Aymar: Yo suelo ponerme un video de una canción que me flipa en directo mientras caliento con la guitarra para meterme en el mood que quiero transmitir en el concierto. Como cuando ves la parte que te flipa en un video de skate y te vas a patinar. Andoni se come un plátano antes del concierto, jajaja. Es lo más parecido a un ritual que tiene.
Aquel día, cuando una empresa de skateboarding os regaló un skate con vuestro logo, para vosotros se cerró un ciclo. ¿Por qué?
Aymar: Sí, Rumbling Lips nació con una fuerte relación directa con el skateboarding. A raíz de no poder patinar es cuando empecé a hacer música. Casi desde el principio tuve claro que quería hacer un proyecto así, que fuese crudo, enérgico y salvaje. De hecho, creo que las personalidades salen en todas las ramas artísticas. El estilo de skateboarding que a mí me ha gustado siempre lo veo muy reflejado en la música que hacemos. Hay un claro paralelismo. Y la forma de enfocar las composiciones y todo lo relacionado con Rumbling Lips es la misma. El skateboarding ha sido la inspiración y el motor de mi curiosidad hacia la música y muchos otros tipos de arte desde que era niño, y lo sigue siendo.
¿En qué ambiente componéis? ¿Entre conciertos, en el local de ensayo o mientras patináis?
Aymar: Generalmente compongo tanto en casa como en el local de ensayo. La inspiración llega en cualquier momento, y hay que agarrarla y disfrutarla. El proceso de componer es de las cosas más satisfactorias que disfruto. Me he pasado horas y horas componiendo y de repente darme cuenta de que me encontraba fatal, y era porque había perdido la noción del tiempo por completo y me había olvidado de comer o al menos hidratarme. Jajajah
Así de inmersivo puede llegar a ser el proceso, ¡al menos para mí! Es un momento en el que todo desaparece y te pasan por la cabeza a toda velocidad miles de ideas con infinitas posibilidades. Me encanta la sensación de poder canalizar esas ideas, darles forma y plasmar un sentimiento en forma de música. Repito, es muy similar a pensar cómo hacer un truco o una línea en casa y luego ir a probarla con tu monopatín.
A veces también salen ideas mientras ensayamos, o yo voy al local con una idea en bruto y entre los dos las terminamos de dar forma.
Ha sido un camino largo, desde trabajar en skateshops y skateparks hasta iniciar nuestro propio proyecto DIY llamado Ramputene en nuestra ciudad con riders locales. Que, por cierto, se ha hecho enorme. Mi vida siempre ha estado y siempre estará ligada al skateboarding.

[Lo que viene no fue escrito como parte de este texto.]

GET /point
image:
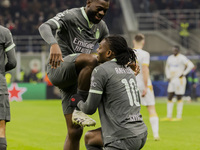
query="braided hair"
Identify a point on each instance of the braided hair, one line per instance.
(124, 54)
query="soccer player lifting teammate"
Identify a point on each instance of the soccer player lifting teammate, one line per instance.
(114, 92)
(78, 30)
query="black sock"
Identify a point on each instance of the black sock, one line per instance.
(84, 94)
(3, 144)
(89, 147)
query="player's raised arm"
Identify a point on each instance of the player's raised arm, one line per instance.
(10, 52)
(46, 32)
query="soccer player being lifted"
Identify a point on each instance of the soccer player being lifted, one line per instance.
(78, 32)
(114, 92)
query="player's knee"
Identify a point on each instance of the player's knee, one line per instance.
(88, 137)
(75, 133)
(3, 146)
(92, 61)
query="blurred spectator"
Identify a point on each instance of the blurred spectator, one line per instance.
(24, 17)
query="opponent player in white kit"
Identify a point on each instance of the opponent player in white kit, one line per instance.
(177, 67)
(145, 85)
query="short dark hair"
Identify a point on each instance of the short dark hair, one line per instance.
(177, 47)
(119, 46)
(139, 37)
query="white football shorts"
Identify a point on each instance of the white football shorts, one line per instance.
(177, 85)
(149, 98)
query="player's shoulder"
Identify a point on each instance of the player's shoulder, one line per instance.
(142, 52)
(4, 29)
(105, 66)
(69, 13)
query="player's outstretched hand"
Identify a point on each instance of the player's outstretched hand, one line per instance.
(75, 99)
(55, 56)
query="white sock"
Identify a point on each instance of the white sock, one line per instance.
(154, 125)
(179, 109)
(170, 106)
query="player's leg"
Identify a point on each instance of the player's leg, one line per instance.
(149, 101)
(3, 142)
(154, 121)
(93, 139)
(179, 108)
(72, 141)
(4, 117)
(74, 132)
(180, 90)
(85, 63)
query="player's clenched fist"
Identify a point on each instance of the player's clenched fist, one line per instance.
(55, 56)
(75, 99)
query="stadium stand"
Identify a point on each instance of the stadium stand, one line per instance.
(23, 17)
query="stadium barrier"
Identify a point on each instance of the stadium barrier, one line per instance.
(41, 91)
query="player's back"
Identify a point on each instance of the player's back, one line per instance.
(120, 109)
(76, 34)
(143, 58)
(176, 65)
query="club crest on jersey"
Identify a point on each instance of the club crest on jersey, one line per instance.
(80, 29)
(97, 34)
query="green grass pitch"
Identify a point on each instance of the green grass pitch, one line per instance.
(40, 125)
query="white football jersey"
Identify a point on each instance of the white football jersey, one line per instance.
(177, 65)
(143, 58)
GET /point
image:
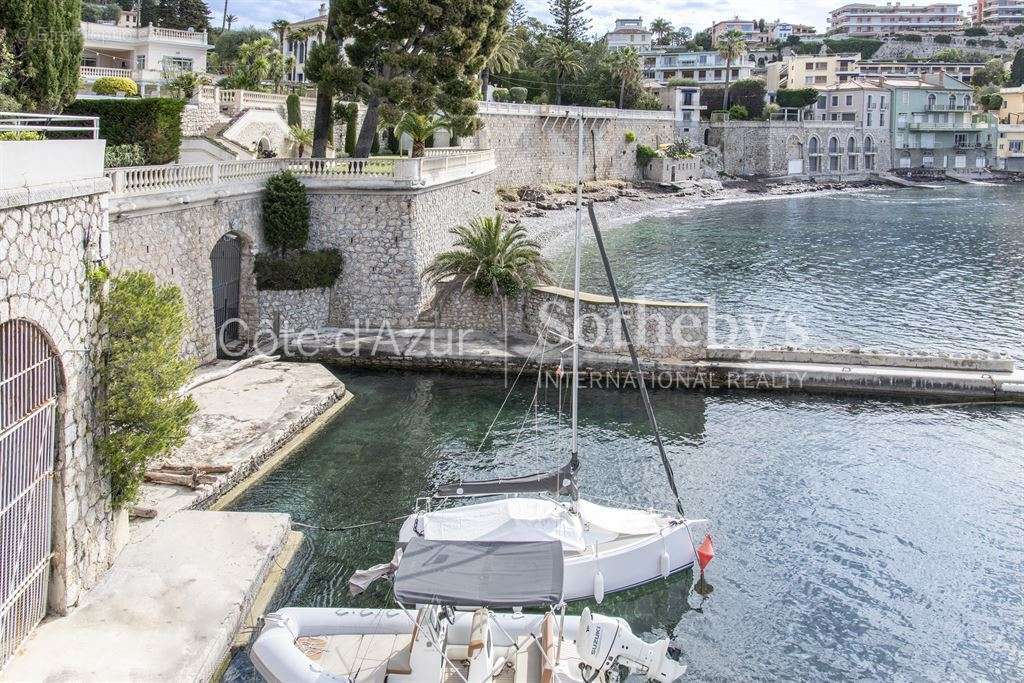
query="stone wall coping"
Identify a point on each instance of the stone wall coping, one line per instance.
(18, 197)
(588, 297)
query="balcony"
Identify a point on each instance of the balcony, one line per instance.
(103, 33)
(947, 125)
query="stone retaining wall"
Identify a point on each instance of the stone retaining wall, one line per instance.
(536, 150)
(47, 243)
(294, 309)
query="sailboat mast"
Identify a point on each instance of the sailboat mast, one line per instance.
(574, 450)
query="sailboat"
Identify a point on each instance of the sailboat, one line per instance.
(434, 643)
(606, 549)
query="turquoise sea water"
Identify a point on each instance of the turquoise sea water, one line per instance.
(857, 539)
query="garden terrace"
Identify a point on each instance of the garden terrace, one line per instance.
(375, 173)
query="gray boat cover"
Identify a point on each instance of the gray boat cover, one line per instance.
(480, 573)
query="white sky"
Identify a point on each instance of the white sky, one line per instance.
(697, 14)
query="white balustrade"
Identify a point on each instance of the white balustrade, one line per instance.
(382, 172)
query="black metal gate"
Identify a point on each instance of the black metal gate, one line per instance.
(226, 262)
(30, 382)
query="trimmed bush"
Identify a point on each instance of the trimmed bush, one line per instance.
(118, 156)
(645, 154)
(797, 98)
(298, 270)
(294, 111)
(115, 85)
(749, 93)
(141, 416)
(154, 123)
(286, 213)
(738, 113)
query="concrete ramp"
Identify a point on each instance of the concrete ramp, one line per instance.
(167, 610)
(961, 177)
(903, 182)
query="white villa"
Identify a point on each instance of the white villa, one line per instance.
(302, 37)
(141, 53)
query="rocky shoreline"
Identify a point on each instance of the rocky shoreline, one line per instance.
(548, 212)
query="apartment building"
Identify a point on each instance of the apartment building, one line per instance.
(630, 33)
(705, 68)
(934, 124)
(858, 19)
(1010, 150)
(997, 13)
(749, 29)
(817, 71)
(144, 54)
(301, 38)
(887, 69)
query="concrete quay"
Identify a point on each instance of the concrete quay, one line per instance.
(471, 351)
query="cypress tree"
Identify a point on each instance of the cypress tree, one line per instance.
(46, 41)
(294, 111)
(1017, 70)
(570, 19)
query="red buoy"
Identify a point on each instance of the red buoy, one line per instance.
(706, 552)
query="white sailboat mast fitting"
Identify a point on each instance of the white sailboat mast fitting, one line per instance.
(574, 449)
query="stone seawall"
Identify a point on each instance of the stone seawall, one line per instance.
(387, 239)
(49, 237)
(175, 243)
(538, 150)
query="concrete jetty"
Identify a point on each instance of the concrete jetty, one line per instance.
(470, 351)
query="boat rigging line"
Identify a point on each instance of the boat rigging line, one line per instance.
(635, 360)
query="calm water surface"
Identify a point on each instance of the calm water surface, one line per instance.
(894, 269)
(857, 539)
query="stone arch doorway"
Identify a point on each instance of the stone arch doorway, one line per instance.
(31, 388)
(225, 262)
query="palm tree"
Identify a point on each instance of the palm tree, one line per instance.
(731, 46)
(420, 128)
(303, 137)
(281, 27)
(563, 59)
(660, 28)
(489, 260)
(628, 68)
(505, 57)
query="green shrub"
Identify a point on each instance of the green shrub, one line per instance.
(298, 270)
(114, 85)
(738, 113)
(154, 123)
(749, 93)
(141, 416)
(286, 212)
(118, 156)
(19, 136)
(294, 107)
(797, 98)
(645, 154)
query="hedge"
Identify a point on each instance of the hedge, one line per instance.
(154, 123)
(298, 270)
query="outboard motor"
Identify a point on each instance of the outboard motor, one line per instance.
(603, 642)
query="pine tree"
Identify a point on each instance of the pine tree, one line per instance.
(45, 38)
(1017, 70)
(571, 22)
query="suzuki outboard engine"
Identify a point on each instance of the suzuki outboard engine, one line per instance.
(603, 642)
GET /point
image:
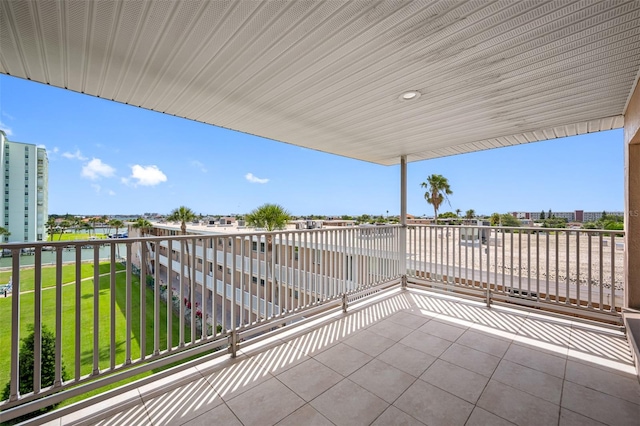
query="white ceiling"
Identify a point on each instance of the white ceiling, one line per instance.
(328, 75)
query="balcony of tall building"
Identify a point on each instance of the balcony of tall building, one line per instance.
(414, 324)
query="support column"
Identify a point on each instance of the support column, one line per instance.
(632, 201)
(403, 219)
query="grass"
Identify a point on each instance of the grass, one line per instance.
(27, 278)
(87, 327)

Andoni, ¿qué música escuchas?
En privado, rara vez escucho rock. Siempre escucho música clásica o electrónica.
¿Qué conexión sentís con Brixton?
Nos hace ilusión ser embajadores de Brixton porque es una marca que no solo aboga por el skateboarding y el surf, sino que también se preocupa por artistas como músicos y pintores, que creemos que está muy unido.
Lo que más nos gusta de la música es que es un lenguaje universal con el que todos podemos expresar y compartir sentimientos. Disfrutar y conectar con solo escuchar una canción. Y eso es casi como un superpoder.